I'm trying to have only some properties of ancestor exposed on my descendant. I try to achieve it through Pick
export class Base {
public a;
public b;
public c;
}
export class PartialDescendant extends Pick<Base, 'a' |'b'> {
public y;
}
but I receive two errors -
Error: TS2693: 'Pick' only refers to a type, but is being used as a value here.
and
Error:TS4020: 'extends' clause of exported class 'PartialDescendant' has or is using private name 'Pick'.
Am I doing something wrong, and is there another way to expose only chosen properties of the base class?
See below for 3.0 solution
Pick is only a type it is not a class, a class is both a type and an object constructor.
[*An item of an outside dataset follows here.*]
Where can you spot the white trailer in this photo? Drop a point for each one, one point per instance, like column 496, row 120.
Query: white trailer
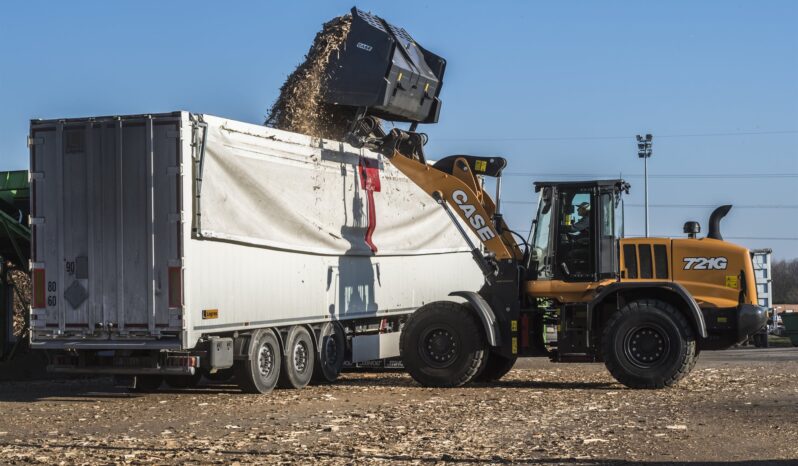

Types only exist at compile time, this is why you get the error.
You can create a function which takes in a constructor, and returns a new constructor that will instantiate an object with less fields (or at least declare it does):
export class Base {
public c: number = 0;
constructor(public a: number, public b: number) {
}
}
function pickConstructor<T extends { new (...args: any[]) : any, prototype: any }>(ctor: T)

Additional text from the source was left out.